The Stranglers, Rattus Norvegicus

When the band bills itself as a bunch of violent murderers, you're in for something ... different. Fast, frenetic and unapologetically unrefined, the overall feeling of this surprisingly complex proto-punk album is one of barely contained chaos. This works for it and sometimes against: the wacked-out keyboards in the lead track "Sometimes" feel like a thoroughbred champing at the reins, just one neurologic misfire away from galloping off a cliff, and the driving line in "Ugly" gives way to a mishmashed dissonant bridge that leaves you right back where you started.
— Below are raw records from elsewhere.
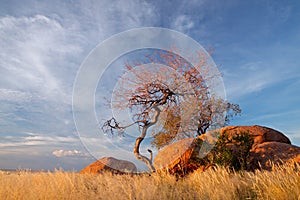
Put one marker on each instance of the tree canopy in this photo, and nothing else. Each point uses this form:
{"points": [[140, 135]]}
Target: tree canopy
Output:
{"points": [[176, 100]]}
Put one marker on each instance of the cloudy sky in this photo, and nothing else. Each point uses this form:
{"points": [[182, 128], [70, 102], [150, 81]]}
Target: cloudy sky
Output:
{"points": [[43, 44]]}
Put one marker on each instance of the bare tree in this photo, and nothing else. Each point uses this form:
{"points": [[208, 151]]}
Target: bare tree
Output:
{"points": [[159, 96]]}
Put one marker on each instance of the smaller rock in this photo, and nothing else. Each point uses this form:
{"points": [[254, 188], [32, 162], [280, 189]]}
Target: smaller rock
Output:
{"points": [[264, 155], [111, 164]]}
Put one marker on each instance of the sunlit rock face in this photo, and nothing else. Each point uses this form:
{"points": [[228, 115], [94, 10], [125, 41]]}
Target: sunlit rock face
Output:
{"points": [[110, 164], [269, 147]]}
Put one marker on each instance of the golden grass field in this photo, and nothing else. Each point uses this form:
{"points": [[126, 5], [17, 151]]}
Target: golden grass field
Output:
{"points": [[281, 183]]}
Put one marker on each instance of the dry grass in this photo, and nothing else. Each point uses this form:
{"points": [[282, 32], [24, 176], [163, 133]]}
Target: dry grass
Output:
{"points": [[281, 183]]}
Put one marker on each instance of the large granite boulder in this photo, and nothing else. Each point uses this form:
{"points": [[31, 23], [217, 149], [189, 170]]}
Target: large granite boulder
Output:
{"points": [[268, 146], [265, 155], [110, 164], [260, 134]]}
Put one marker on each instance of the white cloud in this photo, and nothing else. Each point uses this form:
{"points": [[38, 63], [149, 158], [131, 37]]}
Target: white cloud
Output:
{"points": [[37, 139], [64, 153], [32, 47]]}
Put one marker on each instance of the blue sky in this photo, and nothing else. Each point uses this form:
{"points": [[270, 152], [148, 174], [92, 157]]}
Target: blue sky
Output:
{"points": [[43, 43]]}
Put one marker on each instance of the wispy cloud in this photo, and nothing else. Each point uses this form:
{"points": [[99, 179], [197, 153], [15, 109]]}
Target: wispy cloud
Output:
{"points": [[183, 23], [64, 153]]}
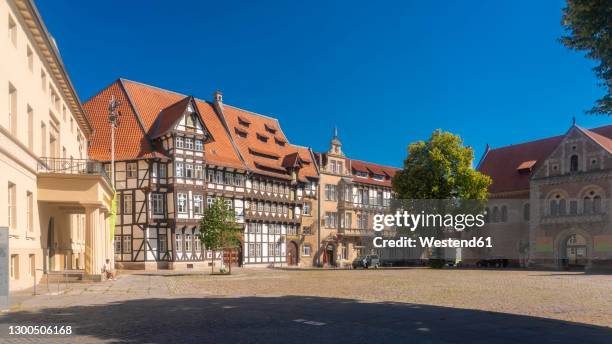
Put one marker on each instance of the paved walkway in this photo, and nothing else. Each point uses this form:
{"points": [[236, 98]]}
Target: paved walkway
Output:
{"points": [[270, 306]]}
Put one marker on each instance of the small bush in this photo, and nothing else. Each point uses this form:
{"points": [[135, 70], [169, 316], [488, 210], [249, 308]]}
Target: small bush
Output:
{"points": [[436, 263]]}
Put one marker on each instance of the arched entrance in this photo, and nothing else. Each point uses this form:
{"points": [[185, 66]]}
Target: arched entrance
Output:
{"points": [[292, 253], [576, 255], [329, 254]]}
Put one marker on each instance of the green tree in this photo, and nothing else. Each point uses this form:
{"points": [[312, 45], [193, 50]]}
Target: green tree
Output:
{"points": [[588, 24], [440, 168], [218, 228], [438, 178]]}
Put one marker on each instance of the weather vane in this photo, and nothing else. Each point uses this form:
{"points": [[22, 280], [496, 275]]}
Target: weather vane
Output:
{"points": [[113, 111]]}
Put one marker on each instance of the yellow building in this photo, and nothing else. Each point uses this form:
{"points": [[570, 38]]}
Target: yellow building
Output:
{"points": [[55, 202]]}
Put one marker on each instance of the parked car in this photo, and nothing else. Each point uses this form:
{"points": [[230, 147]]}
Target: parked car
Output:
{"points": [[365, 262], [493, 262]]}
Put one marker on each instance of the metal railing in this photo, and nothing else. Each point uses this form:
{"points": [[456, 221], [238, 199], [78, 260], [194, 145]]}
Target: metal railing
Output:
{"points": [[72, 166]]}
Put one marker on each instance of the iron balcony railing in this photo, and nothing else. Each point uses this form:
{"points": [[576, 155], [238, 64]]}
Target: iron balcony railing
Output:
{"points": [[72, 166]]}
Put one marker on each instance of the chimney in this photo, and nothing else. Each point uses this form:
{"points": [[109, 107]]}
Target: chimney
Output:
{"points": [[218, 97]]}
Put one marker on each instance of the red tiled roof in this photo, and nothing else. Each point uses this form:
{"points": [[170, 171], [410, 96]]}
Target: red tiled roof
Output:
{"points": [[168, 117], [603, 141], [252, 143], [149, 101], [130, 138], [501, 163], [387, 171]]}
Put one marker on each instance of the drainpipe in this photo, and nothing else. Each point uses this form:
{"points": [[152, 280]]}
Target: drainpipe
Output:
{"points": [[318, 222]]}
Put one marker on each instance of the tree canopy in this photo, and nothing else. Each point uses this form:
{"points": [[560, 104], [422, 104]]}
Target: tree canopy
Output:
{"points": [[218, 228], [588, 24], [440, 168]]}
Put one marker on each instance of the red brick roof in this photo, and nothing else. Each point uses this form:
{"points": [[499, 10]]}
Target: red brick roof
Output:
{"points": [[502, 164], [130, 137], [168, 117], [261, 152]]}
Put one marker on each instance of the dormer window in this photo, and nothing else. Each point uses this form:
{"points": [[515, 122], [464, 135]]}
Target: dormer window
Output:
{"points": [[279, 141], [270, 129], [243, 121], [574, 163], [190, 120], [262, 138], [240, 132]]}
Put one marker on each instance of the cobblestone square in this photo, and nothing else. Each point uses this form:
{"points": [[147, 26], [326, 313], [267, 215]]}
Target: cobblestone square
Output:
{"points": [[265, 305]]}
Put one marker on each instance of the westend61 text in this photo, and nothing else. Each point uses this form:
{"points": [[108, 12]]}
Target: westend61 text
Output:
{"points": [[475, 242]]}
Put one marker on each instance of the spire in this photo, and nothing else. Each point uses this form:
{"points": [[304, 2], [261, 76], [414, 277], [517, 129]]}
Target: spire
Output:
{"points": [[335, 143]]}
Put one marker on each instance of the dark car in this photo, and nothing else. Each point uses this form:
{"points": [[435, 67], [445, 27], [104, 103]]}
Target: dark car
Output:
{"points": [[365, 262], [493, 262]]}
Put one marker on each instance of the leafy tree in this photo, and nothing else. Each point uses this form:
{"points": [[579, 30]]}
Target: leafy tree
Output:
{"points": [[440, 168], [588, 24], [218, 228], [438, 178]]}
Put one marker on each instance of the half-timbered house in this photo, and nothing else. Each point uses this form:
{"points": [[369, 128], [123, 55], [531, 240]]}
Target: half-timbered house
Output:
{"points": [[176, 153]]}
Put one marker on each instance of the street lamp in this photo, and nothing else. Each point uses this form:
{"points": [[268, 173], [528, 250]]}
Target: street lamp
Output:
{"points": [[113, 119]]}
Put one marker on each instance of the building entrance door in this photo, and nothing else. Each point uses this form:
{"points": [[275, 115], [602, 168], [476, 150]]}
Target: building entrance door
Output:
{"points": [[576, 251], [292, 257]]}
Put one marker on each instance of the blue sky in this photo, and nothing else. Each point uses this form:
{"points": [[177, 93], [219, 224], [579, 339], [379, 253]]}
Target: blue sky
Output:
{"points": [[386, 73]]}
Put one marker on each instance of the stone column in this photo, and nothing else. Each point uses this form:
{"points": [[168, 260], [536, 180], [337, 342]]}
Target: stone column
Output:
{"points": [[93, 265]]}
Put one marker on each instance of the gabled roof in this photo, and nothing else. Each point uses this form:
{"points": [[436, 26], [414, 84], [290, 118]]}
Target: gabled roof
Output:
{"points": [[131, 141], [260, 143], [501, 163], [140, 106], [168, 117], [373, 169], [601, 140]]}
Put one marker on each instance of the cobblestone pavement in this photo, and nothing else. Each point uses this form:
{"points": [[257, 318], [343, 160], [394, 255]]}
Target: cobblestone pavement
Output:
{"points": [[264, 305]]}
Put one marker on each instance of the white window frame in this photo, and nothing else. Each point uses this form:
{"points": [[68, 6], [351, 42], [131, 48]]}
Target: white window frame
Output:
{"points": [[189, 143], [127, 203], [199, 145], [198, 201], [181, 203], [117, 244], [130, 169], [126, 244]]}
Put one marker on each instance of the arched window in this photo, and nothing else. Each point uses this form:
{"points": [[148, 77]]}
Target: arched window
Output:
{"points": [[561, 207], [596, 204], [587, 206], [526, 212], [553, 207], [574, 163]]}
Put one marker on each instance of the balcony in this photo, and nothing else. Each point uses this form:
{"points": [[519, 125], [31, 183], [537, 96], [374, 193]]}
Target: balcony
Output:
{"points": [[574, 218], [74, 182]]}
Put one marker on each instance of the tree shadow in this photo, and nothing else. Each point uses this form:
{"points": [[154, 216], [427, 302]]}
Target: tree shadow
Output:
{"points": [[298, 319]]}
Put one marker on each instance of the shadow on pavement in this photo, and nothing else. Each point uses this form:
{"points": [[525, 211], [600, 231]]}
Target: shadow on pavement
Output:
{"points": [[299, 319]]}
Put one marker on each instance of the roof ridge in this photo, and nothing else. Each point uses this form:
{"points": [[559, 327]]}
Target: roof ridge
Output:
{"points": [[137, 115], [551, 137], [152, 86], [373, 163], [254, 113]]}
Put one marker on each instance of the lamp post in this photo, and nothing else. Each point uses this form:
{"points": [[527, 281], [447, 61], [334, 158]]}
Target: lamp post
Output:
{"points": [[113, 119]]}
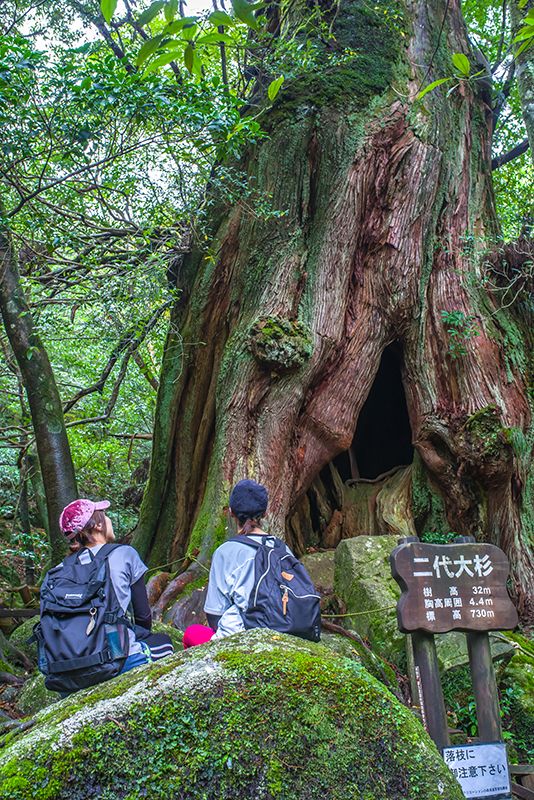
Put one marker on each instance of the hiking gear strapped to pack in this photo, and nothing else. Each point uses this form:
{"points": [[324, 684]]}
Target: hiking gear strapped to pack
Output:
{"points": [[82, 637], [283, 597]]}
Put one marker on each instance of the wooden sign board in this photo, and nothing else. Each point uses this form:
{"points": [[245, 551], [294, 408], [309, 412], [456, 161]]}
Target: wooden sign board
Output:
{"points": [[452, 587]]}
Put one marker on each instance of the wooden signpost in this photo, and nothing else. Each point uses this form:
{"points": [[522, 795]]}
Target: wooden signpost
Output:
{"points": [[461, 586]]}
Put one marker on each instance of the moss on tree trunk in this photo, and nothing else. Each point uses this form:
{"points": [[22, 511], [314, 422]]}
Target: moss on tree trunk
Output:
{"points": [[381, 197]]}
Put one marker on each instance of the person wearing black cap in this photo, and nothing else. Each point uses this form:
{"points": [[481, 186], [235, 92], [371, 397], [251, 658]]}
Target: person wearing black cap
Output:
{"points": [[232, 568]]}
On the other hand, when it tightens up you have amazing stuff like the deserving if over-parenthesized single "(Get A) Grip (On Yourself)," its energetically interwoven instrumental lines ruined only by a bafflingly cacophonous conclusion, and the almost progressive rock (oh, the sacrilege!) stylings of the odd yet slyly compelling multi-part suite "Down in the Sewer" ("lots of diseasezzzzzzzzz"), bringing the album to a raucous climactic end. Their tongue is a bit too much in their cheek for the lecherous "Peaches" and the arguably misogynistic "Princess of the Streets," though to be fair, to call it simply a smear on women is to miss the joke entirely, but the sound is unmistakable, the high points are incredible, and even the low points are interesting. You'll never hear another album quite like it and while it's decidedly not for everybody, that's certainly worth three stars. The CD reissue adds the unremarkable but listenable "Choosey Susie" (allegedly the same girl as the Princess), the early prototype "Go Buddy Joe" which leavens the relatively straight rock and roll with a taste of their later style, and the noodly live jam "Peasant in the Big Sh*tty" whose infamously jittery 9/4 time signature is only part of why it makes you queasy to listen to. The first and last were apparently included with initial pressings, and the second backed the "Peaches" single; they're not incompetent, but there's good reason they're not on the main album. (Content: innuendo and adult references, some profanity.)